Yargıtay’ın bu bakış açısı estetik nitelikteki ameliyatları tedavi niteliğindeki diğer ameliyatlardan ayırmakta ve doktora istenilen sonucu meydana getirmek şeklide bir yükümlülük yüklemektedir. Bu karara göre doktor ben tıbbi anlamda elimden geleni yaptım ancak ortaya çıkan sonuç bu operasyonlardaki olası komplikasyonlar arasındadır diyemeyecek ve ameliyat öncesi taahhüt ettiği güzelleşmeyi sağlayamaması halinde kusurlu kabul ederek hastanın maddi ve manevi zararlarını tazmin etmek zorunda kalacaktır.

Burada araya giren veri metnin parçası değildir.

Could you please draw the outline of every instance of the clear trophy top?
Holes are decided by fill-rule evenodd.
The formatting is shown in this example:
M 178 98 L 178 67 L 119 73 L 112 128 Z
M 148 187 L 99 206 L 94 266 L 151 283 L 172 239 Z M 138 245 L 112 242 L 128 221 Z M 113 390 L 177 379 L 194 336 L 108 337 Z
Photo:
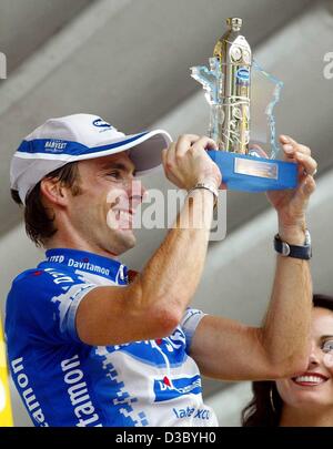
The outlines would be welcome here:
M 255 156 L 260 146 L 275 159 L 274 112 L 283 82 L 253 59 L 241 33 L 242 19 L 230 18 L 226 23 L 229 29 L 216 42 L 209 67 L 191 68 L 210 104 L 209 135 L 220 150 Z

Konuyu haber sitemize değerlendiren Av. Bahadırhan TABAK, Yargıtay’ın uzun yıllar kararlarında yer verdiği estetik operasyonların eser sözleşmesi kapsamında yer aldığı görüşü güncel kararlarında da devam etmektedir. Tabi bu durum doktorların sorumluluklarını da arttırmakta ve açılan davalarda eğer hastanın ameliyat sonrası şekil olarak veya tıbbi olarak yakınmaları devam ediyorsa davalar doktorlar aleyhine neticelenebilmektedir. Revizyon ameliyat masrafları ve diğer tedavi giderleri maddi tazminat olarak ayrıca hastanın bu süreçte yaşadığı manevi zararların tazmini manevi tazminat olarak faiziyle doktorlardan istenmekte ve bilirkişilerin doktorun kusurunun bulunmadığı raporlarına rağmen Bölge Adliye Mahkemesi be Yargıtay’ın bozma kararları ile davalar hasta lehine bozulmakta ve doktorlar bu tazminatları ödemek zorunda kalmaktadır. Bu noktada doktorlara mutlaka mesleki sorumluluk sigortalarını yaptırmalarını ve hastaları ameliyat öncesinde ameliyatın olası sonuçları ile ilgili detaylı bir şekilde aydınlatmaları gerekir. Buna rağmen ameliyatın başarısız olması ve hastanın estetik anlamda ve tıbbi anlamda sorunlarının devam etmesi halinde doktorların davaları kaybetme riskler mevcut kararlara baktığımızda devam etmektedir.